Once it was sold, the country fell upon tough financial times as the recession of 1981-82 gripped the nation, bringing the worst economic downturn since the Great Depression.
Several out-of-state developers were unable to see their projects through, and development slowed considerably until things improved thanks, in part, to lenders creating affordable financing, including the inception of adjustable rate financing, as interest rates – even for mortgages – were in the 18 percent range.
With an ARM, a buyer could often finagle a rate as low as 12 percent, and the real estate business began to turn.
Things were going well in 1986 and 1987 when most of Burton Hills was developed, but Congress decided that the Tax Reform Act of 1986 was a good idea. In 1989-90, the real estate market crumbled, aided by the collapse of the savings and loans. During that crisis, 1,043 out of 3,234 savings and loans closed, and the Resolution Trust Corporation was formed. Another 747 savings and loans closed, including some of Nashville’s most esteemed institutions.
With the troubles in the early 1980s, late 1980s and early 1990s, Burton Hills had ridden a financial roller coaster. In 1996, there remained an undeveloped subdivision within Burton Hills that would be acquired by the two of Nashville’s most successful developers, Spiva and Hill and the Gianikas group. It became Cherry Glen.
Soon Nashville was figuratively afire, and those two groups sold to David Weekly homes. The home at 920 Cherry Plum Court was built in 1997, and the 2,626-square-foot residence sold for $265,000.
Burton Hills and Cherry Glen consist of traditional homes in a desirable location, close to the coveted Julia Green Elementary School that feeds John Trotwood Moore and Hillsboro High School with its International Baccalaureate program, as well as the Green Hills Mall, the library and a traffic pattern that allows travelers the time to absorb the surrounding as they crawl through the area.
There has been no new residential development there in years, and both the townhouses and single-family homes are in keeping with their era and appreciate in a manner indicative of a normal Nashville real estate market.
After selling in 1997 for $265,000, the house sold to Kimmo Timonen, a crowd favorite with the Nashville Predators. If nothing else, it was fun to hear the announcer scream his name. He also was quite good.
As is the case with professional athletes, certain conditions are out of their hands. With Timonen, timing was everything, and he sold his house in 2003, just before the lockout in 2004.
In 2004, he went to Finland to play for the national team but returning to the Preds, becoming their captain and setting career highs for assists and total points. With his stock high, he was traded.
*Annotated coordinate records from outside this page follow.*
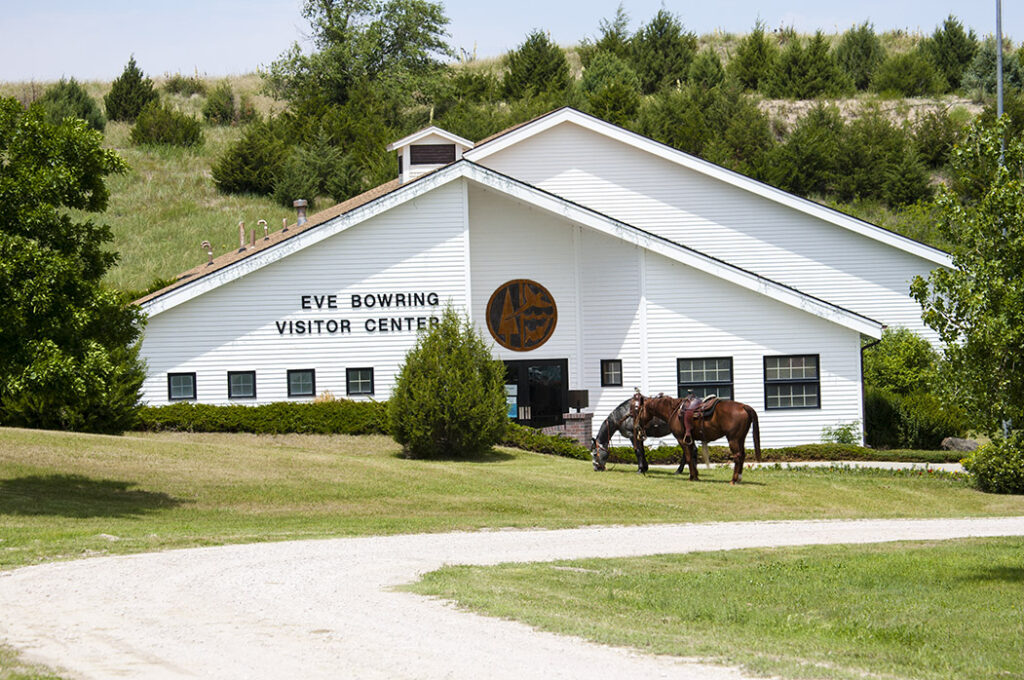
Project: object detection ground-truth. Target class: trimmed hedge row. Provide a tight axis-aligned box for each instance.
[608,443,963,465]
[139,399,387,434]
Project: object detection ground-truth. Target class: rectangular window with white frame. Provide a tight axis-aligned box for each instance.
[764,354,821,411]
[167,373,196,401]
[345,369,374,396]
[676,356,732,399]
[601,358,623,387]
[288,369,316,396]
[227,371,256,399]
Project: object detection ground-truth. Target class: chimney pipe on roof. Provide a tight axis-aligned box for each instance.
[292,199,309,226]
He managed to come out well in his real estate, buying for $312,500 and selling for $328,000 three years later. The person who bought the home for $328,000 sold seven years later in 2010 for $400,000, and that was a tough time in Nashville real estate. That sale showed that even during downturns real estate in prime Nashville locations does not suffer as badly as other areas.
The person who bought the Cherry Plum Court home in 2010 for $400,000 sold it last week, seven years later – the seven-year itch, same as the previous seller – for $530,000.
By 2017, the house had 20 years of age and needed new HVAC, windows, roof, patio and water heater, and the listing agent, Jane Wilson Venn, brilliantly made all aware of the upgrades, which she noted totaled $60,000.
If $60,000 totaled all the expenditures of the house, the owner still netted $470,000 on a house he had bought for $400,000 seven years prior.
Scott Hardesty, well known for his buyer representation, delivered yet another buyer to this property, and that buyer will not have to spend a penny when he sells in seven years.